You need to be part of the world and you need to have that interplay going on to be able to keep the wheels greased. I think it’s a nice thing to learn, and in a lot of ways, we’ve distanced ourselves from each other more than ever, in terms of having to do things on Zoom.
At the same time, I think there was a really humbling thing that happened where I realised that no man is an island. I can’t just will these things out of the abyss. I need to be part of the world and interact with it to be able to get stuff out.
You have a US, UK and European My Boy tour planned. Are you excited?
Yeah, I am. I’ve just finished a tour with Lorde over in Europe and that was so exciting. I felt like I’d never been overseas before. I felt like I was 18 going on my big OE. The novelty was back, and just the joy of being able to do what I do as a musician. The thankfulness and the gratitude of being able to travel as my way of life.
Moreover, in this tour, I’ll be playing all the songs off my new record, and I’ll be with my band who I haven’t played with and haven’t seen for three years.
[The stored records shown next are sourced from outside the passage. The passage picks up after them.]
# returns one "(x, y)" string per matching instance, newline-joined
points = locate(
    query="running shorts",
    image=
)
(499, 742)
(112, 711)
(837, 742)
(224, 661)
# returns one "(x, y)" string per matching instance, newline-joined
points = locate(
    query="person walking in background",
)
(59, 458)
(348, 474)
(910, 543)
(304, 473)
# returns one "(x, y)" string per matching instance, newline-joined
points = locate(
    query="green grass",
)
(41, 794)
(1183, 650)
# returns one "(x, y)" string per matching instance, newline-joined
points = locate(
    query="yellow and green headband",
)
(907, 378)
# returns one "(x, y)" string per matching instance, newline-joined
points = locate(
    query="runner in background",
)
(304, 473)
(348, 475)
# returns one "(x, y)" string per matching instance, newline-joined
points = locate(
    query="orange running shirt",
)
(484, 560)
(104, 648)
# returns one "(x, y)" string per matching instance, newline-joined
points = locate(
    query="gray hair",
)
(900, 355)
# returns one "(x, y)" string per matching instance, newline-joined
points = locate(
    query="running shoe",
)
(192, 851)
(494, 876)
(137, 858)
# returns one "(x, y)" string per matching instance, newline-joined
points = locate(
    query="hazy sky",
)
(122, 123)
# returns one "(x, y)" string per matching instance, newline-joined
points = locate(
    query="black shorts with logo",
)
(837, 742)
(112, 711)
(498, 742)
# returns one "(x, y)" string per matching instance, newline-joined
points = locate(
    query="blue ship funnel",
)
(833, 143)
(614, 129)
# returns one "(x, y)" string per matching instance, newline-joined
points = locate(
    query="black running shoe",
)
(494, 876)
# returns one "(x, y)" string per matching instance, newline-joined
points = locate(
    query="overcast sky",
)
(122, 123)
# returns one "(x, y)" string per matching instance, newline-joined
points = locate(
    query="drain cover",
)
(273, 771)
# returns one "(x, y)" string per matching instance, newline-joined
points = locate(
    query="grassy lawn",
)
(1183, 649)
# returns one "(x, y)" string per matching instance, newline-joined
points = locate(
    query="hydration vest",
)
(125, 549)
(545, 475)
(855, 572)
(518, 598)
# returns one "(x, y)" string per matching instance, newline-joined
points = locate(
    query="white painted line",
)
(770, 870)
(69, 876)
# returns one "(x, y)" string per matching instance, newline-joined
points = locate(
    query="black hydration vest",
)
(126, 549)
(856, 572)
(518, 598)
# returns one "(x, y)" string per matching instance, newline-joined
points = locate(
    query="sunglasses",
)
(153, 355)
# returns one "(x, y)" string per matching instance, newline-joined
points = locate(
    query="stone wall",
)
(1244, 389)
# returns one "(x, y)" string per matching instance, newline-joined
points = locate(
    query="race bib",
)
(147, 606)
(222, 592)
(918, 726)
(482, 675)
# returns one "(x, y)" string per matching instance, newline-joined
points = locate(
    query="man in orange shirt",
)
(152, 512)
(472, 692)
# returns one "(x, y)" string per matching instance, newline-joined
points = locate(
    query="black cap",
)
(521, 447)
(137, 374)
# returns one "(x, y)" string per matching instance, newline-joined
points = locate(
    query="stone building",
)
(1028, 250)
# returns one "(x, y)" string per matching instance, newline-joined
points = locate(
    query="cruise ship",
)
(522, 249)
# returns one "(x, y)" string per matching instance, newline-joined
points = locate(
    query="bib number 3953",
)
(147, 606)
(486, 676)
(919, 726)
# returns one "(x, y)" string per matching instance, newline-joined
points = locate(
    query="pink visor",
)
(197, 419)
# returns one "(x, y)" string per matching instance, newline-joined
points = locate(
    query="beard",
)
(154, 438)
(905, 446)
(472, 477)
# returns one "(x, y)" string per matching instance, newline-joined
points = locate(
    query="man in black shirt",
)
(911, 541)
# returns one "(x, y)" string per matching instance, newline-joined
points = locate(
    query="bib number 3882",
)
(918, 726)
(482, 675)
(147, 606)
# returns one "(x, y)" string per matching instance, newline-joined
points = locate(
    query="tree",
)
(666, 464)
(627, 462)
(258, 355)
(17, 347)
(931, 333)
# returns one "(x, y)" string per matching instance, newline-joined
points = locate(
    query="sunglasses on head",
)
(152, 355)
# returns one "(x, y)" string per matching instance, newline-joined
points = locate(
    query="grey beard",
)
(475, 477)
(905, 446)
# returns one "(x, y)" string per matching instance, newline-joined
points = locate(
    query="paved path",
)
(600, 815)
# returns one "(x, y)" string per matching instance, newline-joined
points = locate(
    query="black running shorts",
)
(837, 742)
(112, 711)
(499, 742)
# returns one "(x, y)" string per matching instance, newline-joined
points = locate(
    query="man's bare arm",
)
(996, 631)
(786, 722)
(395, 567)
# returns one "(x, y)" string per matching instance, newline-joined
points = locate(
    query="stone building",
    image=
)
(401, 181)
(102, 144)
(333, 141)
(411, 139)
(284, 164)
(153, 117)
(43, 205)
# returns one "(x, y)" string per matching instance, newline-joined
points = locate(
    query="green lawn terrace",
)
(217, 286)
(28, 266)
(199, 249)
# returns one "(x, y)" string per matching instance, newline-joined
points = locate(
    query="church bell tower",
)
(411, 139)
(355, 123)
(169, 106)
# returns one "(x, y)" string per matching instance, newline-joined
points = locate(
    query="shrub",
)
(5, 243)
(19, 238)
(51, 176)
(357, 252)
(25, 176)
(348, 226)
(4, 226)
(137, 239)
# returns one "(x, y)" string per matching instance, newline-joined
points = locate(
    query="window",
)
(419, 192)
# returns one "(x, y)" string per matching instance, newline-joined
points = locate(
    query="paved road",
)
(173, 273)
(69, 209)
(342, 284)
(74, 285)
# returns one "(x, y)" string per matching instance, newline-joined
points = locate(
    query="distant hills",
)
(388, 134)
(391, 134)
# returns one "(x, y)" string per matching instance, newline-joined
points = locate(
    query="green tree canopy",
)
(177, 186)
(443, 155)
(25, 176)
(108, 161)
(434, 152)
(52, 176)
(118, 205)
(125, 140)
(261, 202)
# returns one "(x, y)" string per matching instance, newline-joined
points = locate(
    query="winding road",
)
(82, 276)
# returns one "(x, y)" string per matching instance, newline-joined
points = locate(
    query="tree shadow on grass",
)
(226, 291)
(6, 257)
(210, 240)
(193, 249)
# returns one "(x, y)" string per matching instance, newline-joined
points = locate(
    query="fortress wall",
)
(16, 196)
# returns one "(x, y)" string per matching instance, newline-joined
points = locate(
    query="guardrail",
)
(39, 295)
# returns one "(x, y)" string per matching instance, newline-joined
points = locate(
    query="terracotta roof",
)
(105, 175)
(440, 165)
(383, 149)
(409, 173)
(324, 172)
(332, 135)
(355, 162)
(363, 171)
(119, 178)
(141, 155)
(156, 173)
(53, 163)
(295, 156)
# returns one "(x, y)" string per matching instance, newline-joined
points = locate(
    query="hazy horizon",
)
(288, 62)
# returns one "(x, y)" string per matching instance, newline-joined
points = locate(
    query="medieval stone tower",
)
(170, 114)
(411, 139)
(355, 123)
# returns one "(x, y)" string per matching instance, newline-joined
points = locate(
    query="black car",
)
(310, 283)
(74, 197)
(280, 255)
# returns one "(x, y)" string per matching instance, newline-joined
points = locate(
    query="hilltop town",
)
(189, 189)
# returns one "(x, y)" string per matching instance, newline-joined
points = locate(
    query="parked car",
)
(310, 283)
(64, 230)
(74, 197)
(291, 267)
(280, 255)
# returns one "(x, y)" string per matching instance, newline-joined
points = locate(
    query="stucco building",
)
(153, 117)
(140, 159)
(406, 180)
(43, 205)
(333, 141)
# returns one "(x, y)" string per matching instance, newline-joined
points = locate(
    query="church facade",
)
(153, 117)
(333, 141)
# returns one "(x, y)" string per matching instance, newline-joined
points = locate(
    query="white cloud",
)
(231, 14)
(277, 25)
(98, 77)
So there’s so much to celebrate. There are so many reconnections to make and so much shared joy to take to Europe and to America. I’m extremely excited at the opportunity while also weary because I’ve had all this time alone at home and I’ve relearned the value of what that is.
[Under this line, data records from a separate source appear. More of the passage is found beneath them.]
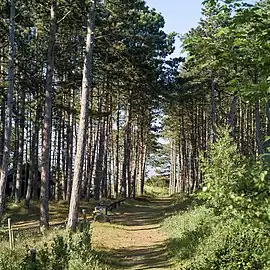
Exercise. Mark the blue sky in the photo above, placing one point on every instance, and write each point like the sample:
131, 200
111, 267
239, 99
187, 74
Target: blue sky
180, 15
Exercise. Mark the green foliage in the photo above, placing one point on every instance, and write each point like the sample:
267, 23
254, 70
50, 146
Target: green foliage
68, 251
157, 181
233, 184
156, 186
231, 229
202, 240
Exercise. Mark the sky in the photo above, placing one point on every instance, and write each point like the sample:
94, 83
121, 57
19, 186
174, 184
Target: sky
180, 15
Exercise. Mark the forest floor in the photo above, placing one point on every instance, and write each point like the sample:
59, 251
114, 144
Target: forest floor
134, 239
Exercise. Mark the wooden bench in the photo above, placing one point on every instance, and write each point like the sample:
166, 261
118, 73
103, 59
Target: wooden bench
102, 206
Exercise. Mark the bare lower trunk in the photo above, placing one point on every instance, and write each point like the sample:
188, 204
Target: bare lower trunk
232, 115
86, 88
268, 117
213, 103
258, 128
20, 152
8, 119
46, 140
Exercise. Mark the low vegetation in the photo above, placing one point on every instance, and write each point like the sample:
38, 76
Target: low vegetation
58, 250
228, 228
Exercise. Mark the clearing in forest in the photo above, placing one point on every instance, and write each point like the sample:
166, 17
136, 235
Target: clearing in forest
133, 239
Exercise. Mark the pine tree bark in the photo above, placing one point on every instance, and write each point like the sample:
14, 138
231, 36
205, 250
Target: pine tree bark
81, 143
46, 140
8, 118
20, 150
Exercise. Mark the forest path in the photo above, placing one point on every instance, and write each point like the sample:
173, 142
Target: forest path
134, 240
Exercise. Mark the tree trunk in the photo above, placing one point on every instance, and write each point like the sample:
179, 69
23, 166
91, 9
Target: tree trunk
214, 113
46, 140
258, 128
86, 88
8, 119
20, 151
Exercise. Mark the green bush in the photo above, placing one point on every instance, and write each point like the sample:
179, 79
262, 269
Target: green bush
230, 231
68, 251
234, 184
202, 240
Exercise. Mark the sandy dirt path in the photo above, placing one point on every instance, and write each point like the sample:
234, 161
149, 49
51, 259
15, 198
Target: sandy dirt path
133, 239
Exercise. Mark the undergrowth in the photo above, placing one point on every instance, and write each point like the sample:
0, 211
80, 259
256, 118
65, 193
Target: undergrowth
229, 228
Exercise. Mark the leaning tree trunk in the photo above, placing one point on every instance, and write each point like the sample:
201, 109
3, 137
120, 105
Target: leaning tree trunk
214, 113
81, 142
258, 128
46, 140
268, 117
8, 119
18, 192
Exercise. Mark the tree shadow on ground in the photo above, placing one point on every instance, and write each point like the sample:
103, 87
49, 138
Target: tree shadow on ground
140, 258
137, 213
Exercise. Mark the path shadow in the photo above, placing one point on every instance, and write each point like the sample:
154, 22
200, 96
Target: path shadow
141, 258
137, 213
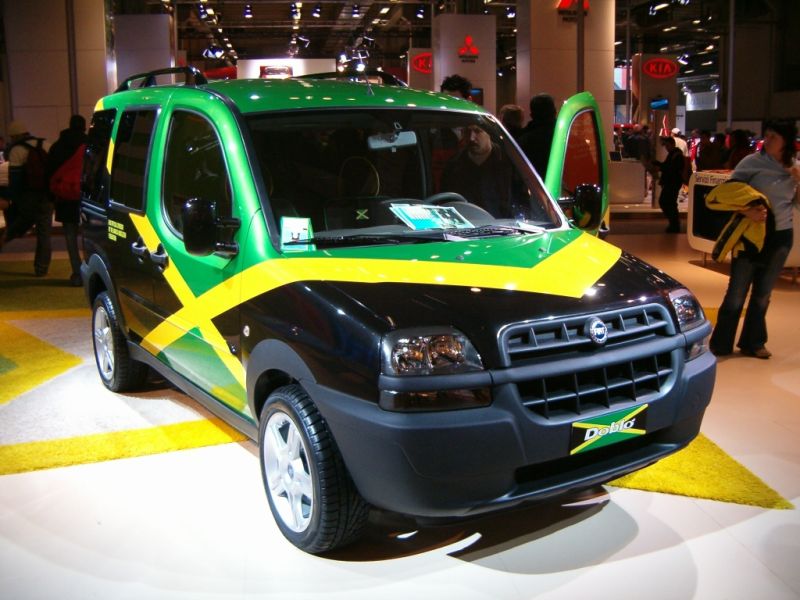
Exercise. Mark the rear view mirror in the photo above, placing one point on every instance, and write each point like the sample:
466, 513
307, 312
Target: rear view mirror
204, 233
587, 207
392, 141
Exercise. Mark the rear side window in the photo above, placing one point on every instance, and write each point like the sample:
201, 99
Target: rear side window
581, 163
94, 179
130, 157
194, 167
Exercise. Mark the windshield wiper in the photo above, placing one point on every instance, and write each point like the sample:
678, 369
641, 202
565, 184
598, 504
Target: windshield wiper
361, 238
495, 230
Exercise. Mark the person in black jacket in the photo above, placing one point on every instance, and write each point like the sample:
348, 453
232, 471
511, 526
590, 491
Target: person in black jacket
68, 211
671, 180
537, 136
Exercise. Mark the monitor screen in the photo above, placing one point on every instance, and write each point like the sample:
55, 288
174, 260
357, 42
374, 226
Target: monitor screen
659, 104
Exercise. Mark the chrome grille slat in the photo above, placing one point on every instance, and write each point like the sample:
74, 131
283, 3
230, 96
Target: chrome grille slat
581, 391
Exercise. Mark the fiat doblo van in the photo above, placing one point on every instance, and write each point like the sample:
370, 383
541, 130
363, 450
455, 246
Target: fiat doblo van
375, 284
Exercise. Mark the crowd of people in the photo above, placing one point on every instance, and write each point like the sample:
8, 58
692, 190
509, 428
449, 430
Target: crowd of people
43, 182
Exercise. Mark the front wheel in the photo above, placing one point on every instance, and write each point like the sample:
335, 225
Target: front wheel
118, 371
310, 493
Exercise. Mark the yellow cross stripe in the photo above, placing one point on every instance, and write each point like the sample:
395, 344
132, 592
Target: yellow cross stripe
569, 272
177, 324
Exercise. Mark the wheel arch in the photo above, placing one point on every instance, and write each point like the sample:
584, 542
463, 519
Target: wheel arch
273, 364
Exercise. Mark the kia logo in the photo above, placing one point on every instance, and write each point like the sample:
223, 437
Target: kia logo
423, 62
660, 68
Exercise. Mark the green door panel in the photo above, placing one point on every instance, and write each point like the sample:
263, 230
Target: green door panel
578, 154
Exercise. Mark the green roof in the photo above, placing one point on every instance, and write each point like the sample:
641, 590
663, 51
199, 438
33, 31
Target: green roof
259, 95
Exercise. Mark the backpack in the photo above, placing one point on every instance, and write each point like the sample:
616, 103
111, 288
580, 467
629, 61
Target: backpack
35, 179
65, 183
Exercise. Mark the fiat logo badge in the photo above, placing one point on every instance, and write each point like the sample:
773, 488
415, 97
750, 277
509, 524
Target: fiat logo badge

That time, even when you’re on tour, moves forward, and you miss things. There’s a whole world that is waiting for you that is yours to go back to. I’m just super excited to be able to get back out and do what I do best.
What has been your best onstage experience ever?
The peaks just keep extending and getting higher and higher. I’ve had my best moments, and then something else happens and it blows me away again. Honestly, the best moments happen when something ‘clicks’.
I remember there was one moment I was playing at a wedding with my friend Delaney Davidson. It was a friend’s wedding and this was the longest gig either of us had ever played. I think we were up to about five and a half hours into playing this one show. We ran out of songs, and started going back to the set again after five hours.
It was some sort of meditative transcendental moment of this tribal thing where we were in tune with each other by that point. We weren’t looking at each other, and we would just go into another song. It felt like pure magic. You both know exactly what the other one’s going to do and there was no awkwardness of bumping into each other.
You’re just completely locked in and speak it really as one. To use a cliche: you’re as one organism. I’ve had a few of those moments, but that was the kind of thing that is greater than any other on stage. It’s that shared experience with another person.
What is your definition of success?
My definition of success is aligning what makes you happy with the betterment and the well-being of people you love around you.
I think success is an alignment problem. It’s not about reaching certain peaks. It’s not about winning a Grammy or anything or making a certain amount of money. It’s burning the wood well. It’s doing what makes you happy and gives you fulfillment.
Other than My Boy being released and its US, UK and European tour, what other plans do you have for the future?
I want to get more into my Māori studies and I want to become somewhat fluent in being able to converse and think Māori. Just continuing to be curious and allowing myself the space to feel that curiosity and make it workable and make it practical as a way of living.
But I just want to be able to follow my nose without being interrupted by things that don’t matter.